Individuals have heterogeneous outcomes from interventions. In a clinical setting, estimating how patients will respond to different treatments is critical for targeted care. Clinicians constantly ask themselves, given a patient’s history, what would happen to the patient’s clinical trajectory if they were given one treatment versus another. However, in practice it is often unknown how the patient’s signals will change in response to treatment until that treatment is actually administered. Even then, it is impossible to observe the counterfactual from real data, i.e., what would have happened to the patient if the doctor had made a different choice. In order to solve this causal question, we use the g-formula with proper assumptions to estimate physiologic trajectories and treatment responses from observed data. To demonstrate this we model blood pressure and heart rate for patients in the intensive care unit (ICU) and estimate their responses to six types of treatments that are used in their management. These two signals are among the most commonly used vital signs in the ICU and are critical for identifying life-threatening conditions like septic and hemorrhagic shock.
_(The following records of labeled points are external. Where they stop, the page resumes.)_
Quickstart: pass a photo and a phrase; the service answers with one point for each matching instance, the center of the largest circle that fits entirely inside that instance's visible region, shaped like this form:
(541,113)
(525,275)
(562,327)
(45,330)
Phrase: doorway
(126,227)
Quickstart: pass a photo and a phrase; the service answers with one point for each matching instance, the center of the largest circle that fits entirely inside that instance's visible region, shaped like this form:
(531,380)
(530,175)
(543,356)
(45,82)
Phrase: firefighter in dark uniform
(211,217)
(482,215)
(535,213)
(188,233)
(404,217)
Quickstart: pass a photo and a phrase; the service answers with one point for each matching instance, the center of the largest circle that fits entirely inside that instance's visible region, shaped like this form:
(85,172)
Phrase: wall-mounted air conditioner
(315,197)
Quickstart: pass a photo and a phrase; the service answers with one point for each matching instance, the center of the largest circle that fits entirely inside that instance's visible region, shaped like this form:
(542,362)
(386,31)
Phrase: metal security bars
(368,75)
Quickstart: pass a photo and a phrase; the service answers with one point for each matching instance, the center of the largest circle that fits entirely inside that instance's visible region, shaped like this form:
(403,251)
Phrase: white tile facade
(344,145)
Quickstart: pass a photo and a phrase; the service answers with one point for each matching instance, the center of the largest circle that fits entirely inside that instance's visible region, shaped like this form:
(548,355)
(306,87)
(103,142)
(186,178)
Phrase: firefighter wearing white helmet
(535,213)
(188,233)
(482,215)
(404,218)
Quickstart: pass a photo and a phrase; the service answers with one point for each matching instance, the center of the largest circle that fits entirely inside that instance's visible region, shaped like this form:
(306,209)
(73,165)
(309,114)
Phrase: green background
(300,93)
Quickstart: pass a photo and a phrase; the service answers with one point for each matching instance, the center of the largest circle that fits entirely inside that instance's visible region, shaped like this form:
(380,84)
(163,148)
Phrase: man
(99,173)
To model the signal with treatment response from observed data, we use two different Bayesian non-parametric (BNP) methods to build the estimator. BNP are known to have an extremely flexible functional form, which helps to overcome the model mis-specification problem and makes the estimator more robust.

Author Information

Suchi Saria (Johns Hopkins University)

Suchi Saria is an assistant professor of computer science, health policy and statistics at Johns Hopkins University. Her research interests are in statistical machine learning and computational healthcare. Specifically, her focus is in designing novel data-driven computing tools for optimizing decision-making. Her work is being used to drive electronic surveillance for reducing adverse events in the inpatient setting and individualize disease management in chronic diseases. She received her PhD from Stanford University with Prof. Daphne Koller. Her work has received recognition in the form of two cover articles in Science Translational Medicine (2010, 2015), paper awards by the the Association for Uncertainty in Artificial Intelligence (2007) and the American Medical Informatics Association (2011), an Annual Scientific Award by the Society of Critical Care Medicine (2014), a Rambus Fellowship (2004-2010), an NSF Computing Innovation fellowship (2011), and competitive awards from the Gordon and Betty Moore Foundation (2013), and Google Research (2014). In 2015, she was selected by the IEEE Intelligent Systems to the ``AI's 10 to Watch'' list. In 2016, she was selected as a DARPA Young Faculty awardee and to Popular Science's ``Brilliant 10’’.